Objetivo do Julgamento
A principal questão a ser debatida é a definição da data de início para a contagem dos valores atrasados quando o segurado busca a Justiça após solicitar seu benefício ao INSS. Especificamente, a discussão envolve a apresentação de novos documentos durante o processo judicial.
Posicionamento de Especialistas
A advogada Jane Berwange, diretora de atuação jurídica do Instituto Brasileiro de Direito Previdenciário (IBDP), atua no caso como amicus curiae e defende que o segurado não deve sofrer prejuízo devido à falta de orientação do INSS na fase administrativa. Ela salienta que a data dos atrasados não pode ser atrelada apenas ao pedido inicial no posto.
Efeitos da Decisão
Berwange esclarece que a discussão gira em torno de quando devem começar os efeitos financeiros do benefício e se o segurado precisaria retornar ao INSS para apresentar um novo pedido. O IBDP também sugere que a nova interpretação seja aplicada apenas a partir do julgamento, sem impactar processos que já estão em andamento.

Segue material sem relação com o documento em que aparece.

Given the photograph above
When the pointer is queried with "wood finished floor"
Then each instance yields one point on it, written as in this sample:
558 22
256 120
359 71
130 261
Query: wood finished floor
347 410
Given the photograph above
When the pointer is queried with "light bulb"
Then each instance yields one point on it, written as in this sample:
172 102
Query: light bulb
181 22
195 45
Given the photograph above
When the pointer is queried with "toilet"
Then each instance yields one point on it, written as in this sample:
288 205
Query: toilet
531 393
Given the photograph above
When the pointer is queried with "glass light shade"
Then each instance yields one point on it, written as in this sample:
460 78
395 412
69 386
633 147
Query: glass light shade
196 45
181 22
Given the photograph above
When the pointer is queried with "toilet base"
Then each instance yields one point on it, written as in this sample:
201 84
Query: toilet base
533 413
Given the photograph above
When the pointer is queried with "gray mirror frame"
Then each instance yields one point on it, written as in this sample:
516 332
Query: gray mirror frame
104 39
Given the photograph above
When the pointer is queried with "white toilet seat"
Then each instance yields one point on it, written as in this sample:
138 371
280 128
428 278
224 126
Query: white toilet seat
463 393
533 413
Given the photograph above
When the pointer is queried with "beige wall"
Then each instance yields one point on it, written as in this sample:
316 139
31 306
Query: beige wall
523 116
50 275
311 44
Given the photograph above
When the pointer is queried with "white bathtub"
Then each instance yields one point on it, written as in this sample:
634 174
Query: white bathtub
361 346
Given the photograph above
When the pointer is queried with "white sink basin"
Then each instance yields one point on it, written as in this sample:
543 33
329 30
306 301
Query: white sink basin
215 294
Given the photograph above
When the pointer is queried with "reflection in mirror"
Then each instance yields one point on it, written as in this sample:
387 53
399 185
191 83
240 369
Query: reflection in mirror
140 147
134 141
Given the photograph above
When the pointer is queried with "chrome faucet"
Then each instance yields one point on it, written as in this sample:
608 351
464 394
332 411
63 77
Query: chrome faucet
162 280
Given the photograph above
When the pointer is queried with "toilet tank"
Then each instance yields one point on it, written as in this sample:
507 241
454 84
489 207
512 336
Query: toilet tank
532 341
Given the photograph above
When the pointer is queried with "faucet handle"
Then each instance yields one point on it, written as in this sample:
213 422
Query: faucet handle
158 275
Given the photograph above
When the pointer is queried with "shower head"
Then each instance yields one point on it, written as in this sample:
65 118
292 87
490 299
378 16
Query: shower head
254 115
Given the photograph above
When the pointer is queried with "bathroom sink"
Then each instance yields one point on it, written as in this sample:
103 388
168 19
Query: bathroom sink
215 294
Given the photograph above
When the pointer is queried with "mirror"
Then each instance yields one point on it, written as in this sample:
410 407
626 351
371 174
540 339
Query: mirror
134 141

Desafios na Concessão de Benefícios
O instituto ressalta a importância do tema, especialmente em um contexto onde os indeferimentos automáticos no INSS têm aumentado, com decisões tomadas por robôs. De acordo com uma auditoria do Tribunal de Contas da União (TCU), cerca de 2,2 milhões de requerimentos foram decididos automaticamente em 2023, sem uma análise humana adequada.
Decisões Anteriores do STJ
Em um julgamento de recurso repetitivo, os ministros da Primeira Seção do STJ estabeleceram, em 2025, que a apresentação de um requerimento administrativo completo é essencial para o interesse de agir na ação previdenciária. Quando o segurado leva à Justiça informações já apresentadas ao INSS e comprova que preenchia os requisitos do benefício, os efeitos financeiros podem retroagir à Data de Entrada do Requerimento (DER).
Além disso, o tribunal reconheceu que, se o pedido administrativo era adequado, mas o INSS não exigiu documentos complementares, o pagamento pode ocorrer desde a DER, caso se prove que o direito já existia. Entretanto, se novos fatos ou provas forem apresentados, o segurado deverá fazer um novo requerimento administrativo, sob pena de perder o interesse de agir.